Is the routine use of a water-soluble contrast enema prior to closure of a loop ileostomy necessary? A review of a single institution experience.
(Springer Science and Business Media LLC, 2015-12-04)
BACKGROUND: The aims of the study were to determine the radiological leak rate in those patients who had undergone a resection for left-sided colorectal cancer and to see if the presence of a leak can be related with the postoperative clinical period. We also aimed to identify any common factors between patients with leak. METHODS: A retrospective analysis of prospectively collected data of all patients who underwent a left-sided colorectal cancer resection with formation of a defunctioning ileostomy was undertaken. Between 2005 and 2010, 418 such patients were identified. RESULTS: A water-soluble contrast enema was performed in 339 patients (81.1 %). Of these, 24 (7.1 %) were reported to show an anastomotic leak.

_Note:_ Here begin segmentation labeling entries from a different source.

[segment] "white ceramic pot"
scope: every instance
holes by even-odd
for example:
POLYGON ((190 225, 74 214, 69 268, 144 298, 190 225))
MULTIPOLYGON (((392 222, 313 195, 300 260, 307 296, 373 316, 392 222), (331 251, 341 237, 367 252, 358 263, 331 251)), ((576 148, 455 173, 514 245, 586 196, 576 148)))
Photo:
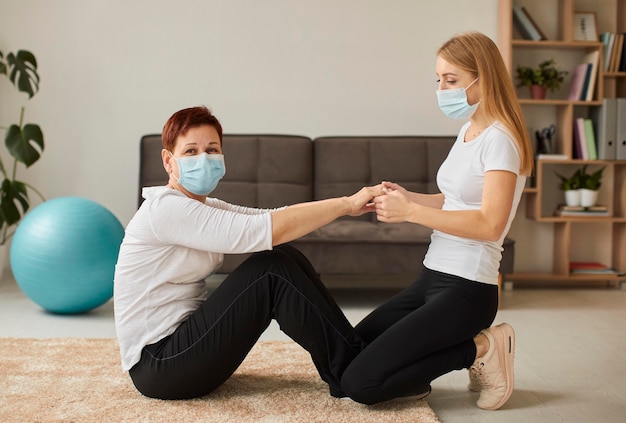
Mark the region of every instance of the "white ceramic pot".
POLYGON ((580 190, 570 189, 565 191, 565 204, 568 206, 580 206, 580 190))
POLYGON ((580 205, 583 207, 591 207, 596 205, 598 201, 598 191, 591 189, 581 188, 580 191, 580 205))

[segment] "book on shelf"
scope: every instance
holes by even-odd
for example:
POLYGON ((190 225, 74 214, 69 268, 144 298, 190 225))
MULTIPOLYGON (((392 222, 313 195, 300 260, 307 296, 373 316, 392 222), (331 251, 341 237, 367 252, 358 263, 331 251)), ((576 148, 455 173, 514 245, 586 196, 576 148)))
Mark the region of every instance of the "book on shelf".
POLYGON ((581 63, 572 71, 572 83, 567 97, 570 101, 580 100, 583 95, 583 86, 587 77, 587 70, 591 66, 590 63, 581 63))
POLYGON ((606 206, 566 206, 564 204, 560 204, 556 211, 554 212, 555 216, 610 216, 608 207, 606 206))
POLYGON ((600 160, 626 160, 626 98, 605 98, 592 108, 600 160))
POLYGON ((617 129, 615 134, 615 159, 626 160, 626 98, 617 99, 617 129))
POLYGON ((585 118, 576 118, 574 121, 574 158, 589 160, 587 136, 585 135, 585 118))
POLYGON ((527 40, 540 41, 546 39, 543 32, 539 30, 530 18, 528 11, 517 4, 517 2, 513 2, 513 24, 522 37, 527 40))
POLYGON ((598 66, 600 63, 600 50, 593 50, 585 55, 583 63, 588 63, 587 73, 585 74, 585 83, 580 100, 592 101, 593 94, 596 89, 596 80, 598 79, 598 66))
POLYGON ((609 65, 611 63, 611 53, 613 50, 613 43, 615 42, 615 34, 610 32, 603 32, 600 34, 600 41, 604 44, 604 71, 609 71, 609 65))
POLYGON ((620 272, 597 261, 572 261, 569 264, 570 273, 574 274, 598 274, 598 275, 619 275, 620 272))
POLYGON ((567 154, 541 153, 537 154, 537 160, 569 160, 569 157, 567 156, 567 154))
POLYGON ((624 34, 615 34, 613 49, 611 50, 611 60, 609 63, 609 72, 617 72, 622 61, 622 50, 624 48, 624 34))
POLYGON ((605 98, 602 106, 594 107, 591 119, 597 130, 598 158, 615 160, 617 153, 617 99, 605 98))

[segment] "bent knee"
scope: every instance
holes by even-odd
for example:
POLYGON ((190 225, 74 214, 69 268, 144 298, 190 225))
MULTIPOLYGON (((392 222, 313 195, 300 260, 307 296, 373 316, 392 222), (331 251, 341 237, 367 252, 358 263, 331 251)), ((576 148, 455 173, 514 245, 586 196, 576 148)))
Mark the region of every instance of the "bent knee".
POLYGON ((374 405, 380 402, 377 386, 366 381, 362 375, 353 375, 346 371, 341 378, 341 389, 353 401, 365 405, 374 405))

Data for these 24 patients is presented in this study. Twenty-three (95.8 %) of the leaks occurred in patients who had undergone an anterior resection; 95.8 % of the patients with a leak were male. Fifteen (62.5 %) patients underwent neo-adjuvant radiation. The mean length of stay in those patients shown to have a subsequent radiological leak was 18.8 days (median), compared with the overall unit figures of 12 days. Only 29.2 % of the patients who had a leak identified had an uncomplicated postoperative period. Overall 87.5 % of the patients had a reversal of the ileostomy. CONCLUSIONS: Radiological leakage is not uncommon. The majority of patients, who were shown to have a radiological leak in this study, were male, had undergone an anterior resection, had received neo-adjuvant radiation, had a longer initial length of stay and had postoperative complications. Water-soluble contrast enemas could be selectively used in patients with these characteristics.